JPMORGAN has lost a court dispute over fees relating to a client’s A$1.3bn (£787m) Australian takeover defence in an unusual case that sheds light on the often opaque world of investment banking fees.
An Australian court dismissed the US bank’s claim for A$50.8m in fees from Consolidated Minerals which was taken over by Ukrainian billionaire Gennadiy Bogolyubov’s Palmary Enterprises in 2008.
The takeover, a three-way battle between Palmary, commodities investment firm Pallinghurst and iron ore miner Territory Resources, drove up Consolidated’s market value by A$840m.
The case was closely followed by the investment banking industry, which keeps details of fees close to its chest and usually resolves such disputes privately.
JPMorgan, which advised Consolidated, was paid A$20m but it claimed the higher amount for retainer services, base defence fees, incentive fees and expenses for its advisory role in 2006 and 2007.
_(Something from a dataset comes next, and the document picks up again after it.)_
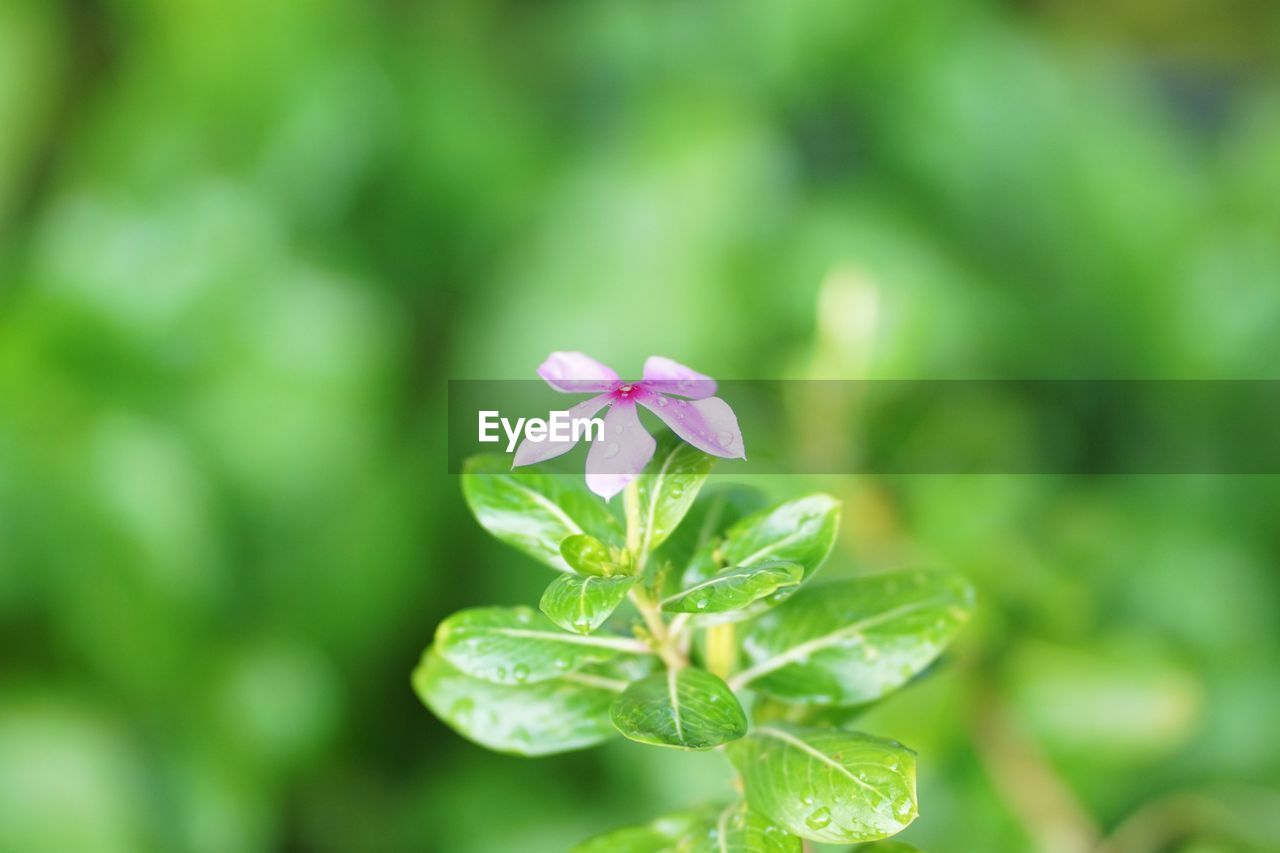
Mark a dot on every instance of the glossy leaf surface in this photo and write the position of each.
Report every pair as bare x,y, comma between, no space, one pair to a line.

Justice David Hammerschlag said Consolidated only owed A$19.25m to the US bank, but said the two sides might want to work out the final price based on his judgment.
JPMorgan said it might appeal the decision.
“We believe there are strong grounds for appeal and we are currently assessing our response in that regard,” the bank said in a statement.
Under the agreement with Consolidated Minerals, JPMorgan was entitled to an incentive fee based on increases in the offer price. The judge backed Consolidated’s view that its fee payment should be based on the difference between Palmary’s first and final takeover offer.